HomeF1Ferrari, F1: Ex-Größe verreißt Frédéric Vasseur: "zu schwach"

Ferrari, F1: Ex-Größe verreißt Frédéric Vasseur: „zu schwach“

Der Asphalt ist noch warm, die Boxengasse riecht nach Gummi und Biss. Und mitten in diesem Summen legt ein alter Bekannter den Gang ein: Bernie Ecclestone, 95, dreht das Lenkrad ohne Zittern und nimmt Frédéric Vasseur ins Visier. Zu sanft für Ferrari, sagt er sinngemäß. Zu wenig Druck auf dem Gaspedal. In Maranello brauche es keinen Moderator, sondern eine starke Hand, die den Takt klopft wie ein Motor im Leerlauf, der nie runterkühlt. Der frühere F1-Patron spricht über die Gegenwart, als säße er noch am Kommandostand. Er schaut nach Maranello und schüttelt den Kopf: so komme man nicht ans Ziel, nicht mit dieser Linie durch die Kurve.

Ecclestone geht frontal auf Vasseur los

Bernie spart nicht mit Kanten. In seiner Welt braucht Ferrari an der Spitze keinen Charmeur, sondern einen, der klare Kommandos gibt — kurz, knapp, unwidersprochen. Er meint: In Maranello redet man nicht Italienisch, dort spricht man Ferrari, eine eigene Grammatik aus Stolz, Druck und Erwartung. Ein Dialekt, der klare Ansagen verlangt. Gerade weil es, so seine Sicht, aktuell keinen passenden Italiener für den Chefsessel gibt, mischt „ganz Italien“ umso mehr mit: jedes Café ein Expertenrat, jede Schlagzeile eine Einmischung. Und mittendrin Vasseur, dem Ecclestone mangelnde Durchsetzungskraft attestiert. Zu weich. Kein Kommandant.

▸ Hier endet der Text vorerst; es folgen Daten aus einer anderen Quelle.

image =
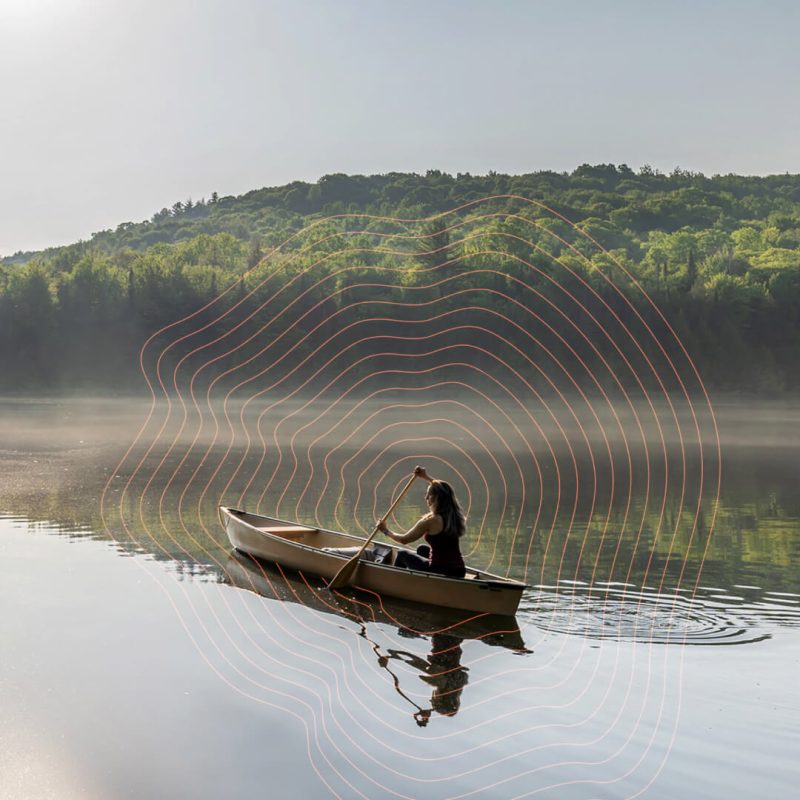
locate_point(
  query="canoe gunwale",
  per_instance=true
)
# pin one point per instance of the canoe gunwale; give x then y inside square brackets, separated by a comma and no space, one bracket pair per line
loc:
[479,591]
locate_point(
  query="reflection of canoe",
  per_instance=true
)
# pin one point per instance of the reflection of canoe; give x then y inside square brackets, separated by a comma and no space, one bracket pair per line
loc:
[413,619]
[300,547]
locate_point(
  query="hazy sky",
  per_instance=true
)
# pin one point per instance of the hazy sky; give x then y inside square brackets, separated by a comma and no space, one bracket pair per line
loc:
[112,109]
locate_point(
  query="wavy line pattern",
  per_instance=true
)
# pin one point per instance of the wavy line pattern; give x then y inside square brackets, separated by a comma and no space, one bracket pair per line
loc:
[523,362]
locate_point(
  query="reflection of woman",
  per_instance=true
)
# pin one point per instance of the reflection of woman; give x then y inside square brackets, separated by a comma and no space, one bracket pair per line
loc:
[441,527]
[443,671]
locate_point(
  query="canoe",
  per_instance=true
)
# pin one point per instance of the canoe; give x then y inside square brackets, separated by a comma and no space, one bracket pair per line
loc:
[412,620]
[300,547]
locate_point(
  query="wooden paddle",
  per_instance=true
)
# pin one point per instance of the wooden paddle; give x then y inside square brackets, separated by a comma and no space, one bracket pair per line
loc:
[348,571]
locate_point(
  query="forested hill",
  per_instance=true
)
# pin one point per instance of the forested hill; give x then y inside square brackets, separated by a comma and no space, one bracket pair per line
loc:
[633,206]
[720,254]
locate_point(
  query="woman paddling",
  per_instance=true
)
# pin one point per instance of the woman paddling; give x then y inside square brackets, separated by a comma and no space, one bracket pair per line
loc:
[442,527]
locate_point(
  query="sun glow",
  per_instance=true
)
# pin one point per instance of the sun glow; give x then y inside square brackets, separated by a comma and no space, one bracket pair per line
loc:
[35,14]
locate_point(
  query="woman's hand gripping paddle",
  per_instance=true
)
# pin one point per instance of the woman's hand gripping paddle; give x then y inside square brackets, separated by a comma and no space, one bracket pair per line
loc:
[346,574]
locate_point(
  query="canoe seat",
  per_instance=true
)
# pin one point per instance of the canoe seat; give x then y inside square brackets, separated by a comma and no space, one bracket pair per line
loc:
[288,531]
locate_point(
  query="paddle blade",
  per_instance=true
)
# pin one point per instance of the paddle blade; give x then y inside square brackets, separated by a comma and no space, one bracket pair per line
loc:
[346,574]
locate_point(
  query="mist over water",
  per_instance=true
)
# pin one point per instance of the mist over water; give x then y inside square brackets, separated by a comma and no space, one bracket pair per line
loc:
[634,602]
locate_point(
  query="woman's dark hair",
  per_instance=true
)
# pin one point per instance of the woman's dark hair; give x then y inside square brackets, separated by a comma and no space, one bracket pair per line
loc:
[447,507]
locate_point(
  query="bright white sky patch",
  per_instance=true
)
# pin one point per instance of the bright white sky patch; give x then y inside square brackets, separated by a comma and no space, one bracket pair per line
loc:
[112,110]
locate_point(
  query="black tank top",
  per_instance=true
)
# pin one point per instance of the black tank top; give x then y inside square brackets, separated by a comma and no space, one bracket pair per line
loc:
[446,555]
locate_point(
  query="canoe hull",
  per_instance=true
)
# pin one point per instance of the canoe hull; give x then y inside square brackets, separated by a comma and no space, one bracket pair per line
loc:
[483,593]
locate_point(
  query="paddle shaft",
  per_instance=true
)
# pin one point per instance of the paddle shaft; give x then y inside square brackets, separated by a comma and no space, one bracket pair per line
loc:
[346,573]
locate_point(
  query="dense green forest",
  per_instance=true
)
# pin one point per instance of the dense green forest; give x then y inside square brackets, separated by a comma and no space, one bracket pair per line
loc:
[720,256]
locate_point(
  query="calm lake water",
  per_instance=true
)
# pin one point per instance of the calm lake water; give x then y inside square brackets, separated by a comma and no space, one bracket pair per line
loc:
[656,653]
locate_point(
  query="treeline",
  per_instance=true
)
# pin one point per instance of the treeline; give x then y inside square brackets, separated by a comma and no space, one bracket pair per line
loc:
[719,255]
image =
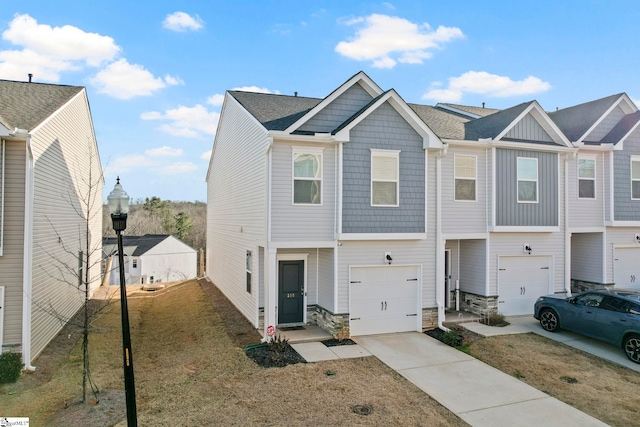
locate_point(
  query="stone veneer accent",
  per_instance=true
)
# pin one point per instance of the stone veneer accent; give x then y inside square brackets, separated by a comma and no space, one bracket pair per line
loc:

Die Kritik ist grob gehobelt, aber handwarm serviert — typisch Bernie. Er hält Vasseurs Kurs für den falschen Radius: zu viel Korrektur am Lenkrad, zu wenig Vertrauen ins Chassis. Ferrari, sagt er zwischen den Zeilen, brauche jetzt einen, der den Laden zusammenzieht wie ein straffes Diff, der die Kräfte bündelt und das Auto zur Sehne zieht, nicht in die Auslaufzone. Dass der Franzose diese Worte gern hören wird? Eher nicht. Doch Ecclestone fährt die Linie, die er immer gefahren ist: direkt, ohne Hebelchen. Gas. Punkt.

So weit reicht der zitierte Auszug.